Performing a Visual Studio 2010 Build

A release version of DLR will build better if you have a copy of Visual Studio 2010 on your system. To perform this task, simply double-click the Codeplex-DLR-Dev10.SLN icon in the Codeplex-DLR-0.92Src folder. Set the Solution Configurations option to Release or Debug as needed (there aren’t any options to build Silverlight or FxCop output). Choose Build ➪ Build Solution or press Ctrl+Shift+B. You’ll see a series of messages in the Output window. When the process is complete, you should see, “Build: 15 succeeded or up-to-date, 0 failed, 2 skipped” as the output. The Warnings tab of the Error List window should show 24 warnings.

Downloading the Documentation

The download you performed earlier provides code and documentation, but you might find that the documentation is outdated. As with everything else about DLR, the documentation is in a constant state of flux. If you want to use DLR directly, then you need the documentation found at http://dlr.codeplex.com/wikipage?title=Docs and specs&referringTitle=Home. Unfortunately, you have to download each document separately

Reporting Bugs and Other Issues

At some point, you’ll run into something that doesn’t work as expected.
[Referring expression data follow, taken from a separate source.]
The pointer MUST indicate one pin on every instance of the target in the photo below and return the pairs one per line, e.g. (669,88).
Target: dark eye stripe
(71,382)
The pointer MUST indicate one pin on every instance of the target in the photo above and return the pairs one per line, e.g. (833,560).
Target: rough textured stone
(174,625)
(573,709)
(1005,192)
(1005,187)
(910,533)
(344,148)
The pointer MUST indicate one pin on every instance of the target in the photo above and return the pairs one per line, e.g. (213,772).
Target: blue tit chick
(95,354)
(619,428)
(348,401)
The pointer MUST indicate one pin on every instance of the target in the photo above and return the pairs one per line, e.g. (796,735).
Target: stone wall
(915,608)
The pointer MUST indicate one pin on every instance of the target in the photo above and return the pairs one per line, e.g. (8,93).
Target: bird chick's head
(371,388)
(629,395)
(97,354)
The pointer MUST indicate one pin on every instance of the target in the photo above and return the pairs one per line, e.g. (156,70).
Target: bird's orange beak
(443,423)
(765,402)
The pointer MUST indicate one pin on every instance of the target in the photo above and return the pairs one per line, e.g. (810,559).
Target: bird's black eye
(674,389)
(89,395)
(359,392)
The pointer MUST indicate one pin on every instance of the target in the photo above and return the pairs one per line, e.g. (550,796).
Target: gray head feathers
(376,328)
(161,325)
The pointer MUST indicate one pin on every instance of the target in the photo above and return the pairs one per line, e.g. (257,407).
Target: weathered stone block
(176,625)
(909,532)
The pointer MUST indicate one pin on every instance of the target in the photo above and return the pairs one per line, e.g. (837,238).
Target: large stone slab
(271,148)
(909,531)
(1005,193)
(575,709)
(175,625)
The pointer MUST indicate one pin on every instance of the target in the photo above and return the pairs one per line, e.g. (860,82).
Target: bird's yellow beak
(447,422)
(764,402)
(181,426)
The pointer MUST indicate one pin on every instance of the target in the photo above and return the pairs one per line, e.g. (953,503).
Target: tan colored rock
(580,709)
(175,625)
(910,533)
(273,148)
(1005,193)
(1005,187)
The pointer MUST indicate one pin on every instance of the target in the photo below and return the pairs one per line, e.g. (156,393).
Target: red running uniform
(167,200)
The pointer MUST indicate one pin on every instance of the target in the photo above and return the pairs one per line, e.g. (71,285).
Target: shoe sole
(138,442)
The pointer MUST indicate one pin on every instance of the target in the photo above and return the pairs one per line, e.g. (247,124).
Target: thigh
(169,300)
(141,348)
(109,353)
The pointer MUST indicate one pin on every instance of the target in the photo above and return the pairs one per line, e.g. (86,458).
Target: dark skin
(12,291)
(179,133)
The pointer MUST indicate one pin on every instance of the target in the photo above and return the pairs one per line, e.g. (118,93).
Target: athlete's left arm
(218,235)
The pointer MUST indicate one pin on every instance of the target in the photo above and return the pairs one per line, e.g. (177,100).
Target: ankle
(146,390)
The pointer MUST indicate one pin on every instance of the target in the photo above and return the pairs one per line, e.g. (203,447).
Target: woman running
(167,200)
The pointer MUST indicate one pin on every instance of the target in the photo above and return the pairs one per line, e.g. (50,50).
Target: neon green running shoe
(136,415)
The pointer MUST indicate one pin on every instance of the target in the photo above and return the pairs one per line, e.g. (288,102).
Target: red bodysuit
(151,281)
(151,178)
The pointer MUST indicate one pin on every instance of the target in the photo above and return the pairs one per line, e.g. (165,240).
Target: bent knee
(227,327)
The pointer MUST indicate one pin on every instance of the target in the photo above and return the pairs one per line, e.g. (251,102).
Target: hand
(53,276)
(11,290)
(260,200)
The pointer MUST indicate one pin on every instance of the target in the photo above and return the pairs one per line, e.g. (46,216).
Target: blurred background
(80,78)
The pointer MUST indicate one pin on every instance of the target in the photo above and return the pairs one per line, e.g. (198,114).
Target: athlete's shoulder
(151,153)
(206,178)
Of course, this problem even occurs with production code, but you’ll definitely run into problems when using the current release of DLR. In this case, check out the listing of issues at http://www.codeplex.com/dlr/WorkItem/List.aspx. If you don’t find an issue entry that matches the problem you’re experiencing, make sure you report the bug online so it gets fixed. Of course, reporting applies equally to code and documentation. Documentation errors are often harder to find and fix than coding errors — at least where developers are concerned — because it’s easier to see the coding error in many cases.

Working with Hosting APIs

In fact, you may have even wondered whether it’s possible to use IronPython as a scripting language for your next application. Fortunately, you can use IronPython as the scripting language for your next application by relying on the Hosting APIs. It turns out that a lot of people have considered IronPython an optimal language for the task. The following sections consider a number of Hosting API questions, such as how you can use it in an actual application, what the host application needs in order to use the Hosting APIs, and what you’d need to do to embed IronPython as a scripting language in an application.

Using the Hosting APIs

The DLR specification lists a number of hosting scenarios, such as operating on dynamic objects you create within C# or Visual Basic.NET applications. (See the section “Working with IDynamicObject” later in this chapter for details on dynamic objects in C# and Visual Basic.NET.) It’s also possible to use the Hosting APIs to create a scripting environment within Silverlight or other types of Web applications.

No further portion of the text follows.